"THERE'S money in quarry," Governor Ed Panlilio was quoted as saying on Sunday, guardedly exultant over the fact that in a matter of five days, P5 million went into the province's coffers from quarry tax collections.
Someone fed thousands with two fishes and five loaves of bread with lots of leftover in a single day, but He was more than a priest and governor.
Still, what the Panlilio administration has just achieved can be considered a minor miracle in a land long under the spell of quarry magicians.
A little mental exercise will tell you that that's a cool P1million a day from this controversial sand-mining activity in the province. You probably need a calculator to arrive at what the province could have earned at this daily take since Day One of the quarry tax collections.
Well, it's a humongous lot that required no less than the filing of graft charges against former Pampanga governor Mark T. Lapid and his father, Senator Lito M. Lapid, by reelected Vice Governor Joseller "Yeng" Guiao. Some say the earnings could have reached billions of pesos. Which is why some angry concerned citizens, from well-meaning politicians to well-meaning priests, have described the tremendous losses the Provincial Government incurred from quarry tax collection irregularities as in the vicinity of plunder.
That is a case that may well be proved if the Panlilio administration continues to rake in millions day in, day out in its corrupt-free and systematic management of quarry tax collection.
And even if the plunder hunt fails, Panlilio's encouraging performance this early in the quarry front should still be a cause for worry for the Lapids. The discrepancy in quarry collections may be hard to explain away. And then, there are the attendant issues like negligence, fraudulent documentations, etc.
Will the P1 million a day income stay, increase or go down? It's early to tell which way. As a fair warning, the P5 million earned was advanced purchases. But there is a good, perhaps forgotten, reason to think about that this figure will further improve. Remember the National Resources Development Corp. (NRDC)?

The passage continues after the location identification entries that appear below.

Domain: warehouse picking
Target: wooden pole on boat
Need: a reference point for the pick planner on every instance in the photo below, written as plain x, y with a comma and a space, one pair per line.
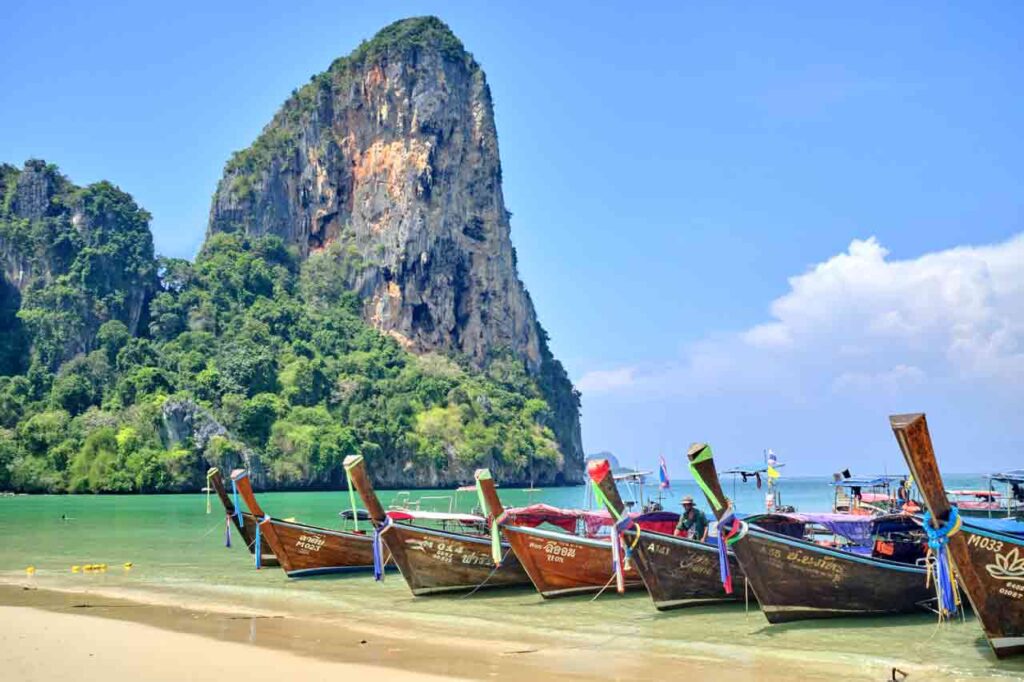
702, 468
355, 469
217, 481
493, 507
600, 472
263, 527
913, 438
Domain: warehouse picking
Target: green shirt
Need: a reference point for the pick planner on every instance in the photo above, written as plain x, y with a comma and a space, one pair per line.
694, 520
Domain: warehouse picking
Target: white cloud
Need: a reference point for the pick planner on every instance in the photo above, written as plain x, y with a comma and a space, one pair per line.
860, 321
604, 381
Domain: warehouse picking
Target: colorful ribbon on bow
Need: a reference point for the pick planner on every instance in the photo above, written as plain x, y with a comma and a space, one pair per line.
378, 547
730, 530
941, 568
258, 547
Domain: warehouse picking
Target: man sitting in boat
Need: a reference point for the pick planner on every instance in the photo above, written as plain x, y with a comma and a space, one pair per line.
692, 522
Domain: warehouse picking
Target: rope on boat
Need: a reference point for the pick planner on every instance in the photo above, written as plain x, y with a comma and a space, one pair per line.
238, 505
940, 566
704, 456
487, 579
351, 501
730, 530
209, 477
378, 548
258, 543
496, 539
601, 591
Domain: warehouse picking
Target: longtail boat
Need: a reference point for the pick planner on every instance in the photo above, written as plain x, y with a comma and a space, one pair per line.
305, 550
435, 559
987, 554
678, 571
559, 563
795, 579
243, 521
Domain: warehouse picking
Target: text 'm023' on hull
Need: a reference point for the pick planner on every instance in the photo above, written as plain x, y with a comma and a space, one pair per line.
795, 579
243, 521
435, 559
987, 554
558, 563
678, 571
307, 550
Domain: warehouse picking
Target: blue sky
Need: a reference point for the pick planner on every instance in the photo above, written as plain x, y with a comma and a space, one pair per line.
744, 225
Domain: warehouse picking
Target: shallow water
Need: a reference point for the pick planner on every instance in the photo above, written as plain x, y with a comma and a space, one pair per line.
178, 553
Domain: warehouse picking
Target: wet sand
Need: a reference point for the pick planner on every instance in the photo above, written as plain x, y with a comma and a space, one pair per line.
50, 634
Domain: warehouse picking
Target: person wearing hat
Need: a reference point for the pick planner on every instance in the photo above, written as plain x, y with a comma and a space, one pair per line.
692, 522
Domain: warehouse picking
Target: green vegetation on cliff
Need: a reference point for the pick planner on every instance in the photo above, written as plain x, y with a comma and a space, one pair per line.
274, 350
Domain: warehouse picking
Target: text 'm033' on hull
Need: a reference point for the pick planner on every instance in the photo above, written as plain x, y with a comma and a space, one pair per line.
795, 579
576, 561
435, 559
307, 550
677, 571
987, 554
243, 521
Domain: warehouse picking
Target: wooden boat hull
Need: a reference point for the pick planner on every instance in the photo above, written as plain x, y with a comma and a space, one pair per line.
560, 564
435, 561
680, 572
306, 550
996, 588
247, 528
795, 580
989, 564
243, 521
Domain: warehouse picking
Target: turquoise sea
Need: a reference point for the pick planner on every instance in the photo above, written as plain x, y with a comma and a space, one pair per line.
178, 556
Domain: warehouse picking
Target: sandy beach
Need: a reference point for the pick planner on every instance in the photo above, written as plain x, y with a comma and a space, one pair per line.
51, 634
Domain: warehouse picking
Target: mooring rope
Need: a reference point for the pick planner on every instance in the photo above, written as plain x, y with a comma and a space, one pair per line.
940, 565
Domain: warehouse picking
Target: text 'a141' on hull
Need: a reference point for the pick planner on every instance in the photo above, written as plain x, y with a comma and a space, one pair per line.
677, 571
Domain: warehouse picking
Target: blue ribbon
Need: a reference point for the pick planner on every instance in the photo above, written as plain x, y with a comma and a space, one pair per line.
257, 552
379, 548
938, 541
726, 537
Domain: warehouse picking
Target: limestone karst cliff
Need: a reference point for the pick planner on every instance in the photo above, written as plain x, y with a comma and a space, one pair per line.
71, 258
388, 163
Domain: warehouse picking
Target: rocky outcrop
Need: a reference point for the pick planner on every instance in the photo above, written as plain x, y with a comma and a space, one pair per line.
77, 257
388, 163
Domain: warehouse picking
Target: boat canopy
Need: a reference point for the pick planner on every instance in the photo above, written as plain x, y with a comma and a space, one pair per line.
566, 519
857, 528
977, 494
1010, 526
1015, 476
866, 481
414, 515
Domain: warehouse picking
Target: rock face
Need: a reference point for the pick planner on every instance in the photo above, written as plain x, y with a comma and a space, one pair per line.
388, 163
71, 258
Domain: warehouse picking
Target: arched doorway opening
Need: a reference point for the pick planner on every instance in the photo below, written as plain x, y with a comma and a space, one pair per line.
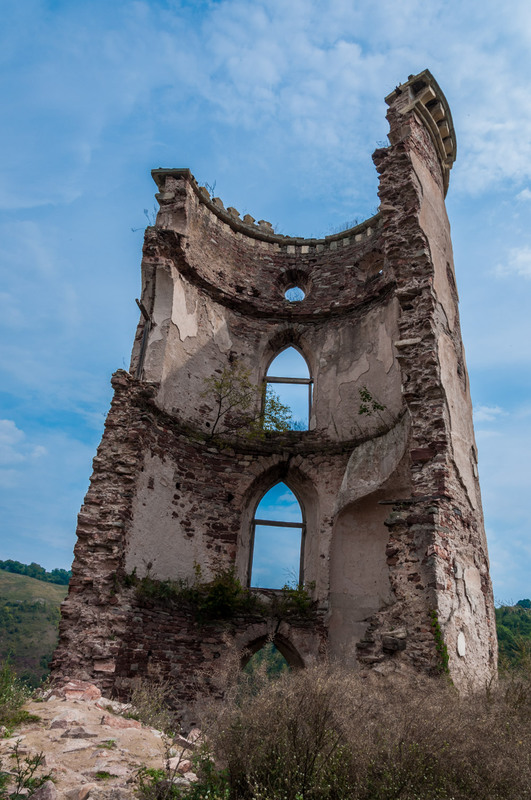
288, 380
277, 540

During the Lapid the Younger watch, the NRDC came up with a very lucrative offer to the province through Guiao and the Provincial Board. The NRDC had guaranteed the province a minimum of P150 million. To make a long story short, the proposal was neatly nipped in the bud by dolts in the PB.
At the rate the Panlilio bright spice girls are doing, the province stands to even exceed the NRDC's offer. If it does well as it is starting to, the province could easily earn P20 million a month or a whooping P240 million year!
No wonder, the governor could only be ecstatic with his breath-taking understatement.
Because, and this one jaw-dropping, at the rate he is turning things around in the quarry front, Panlilio will be hard to beat in 2010, income-wise (for the province) and political-wise (for himself). That is as simple and clear as it could get.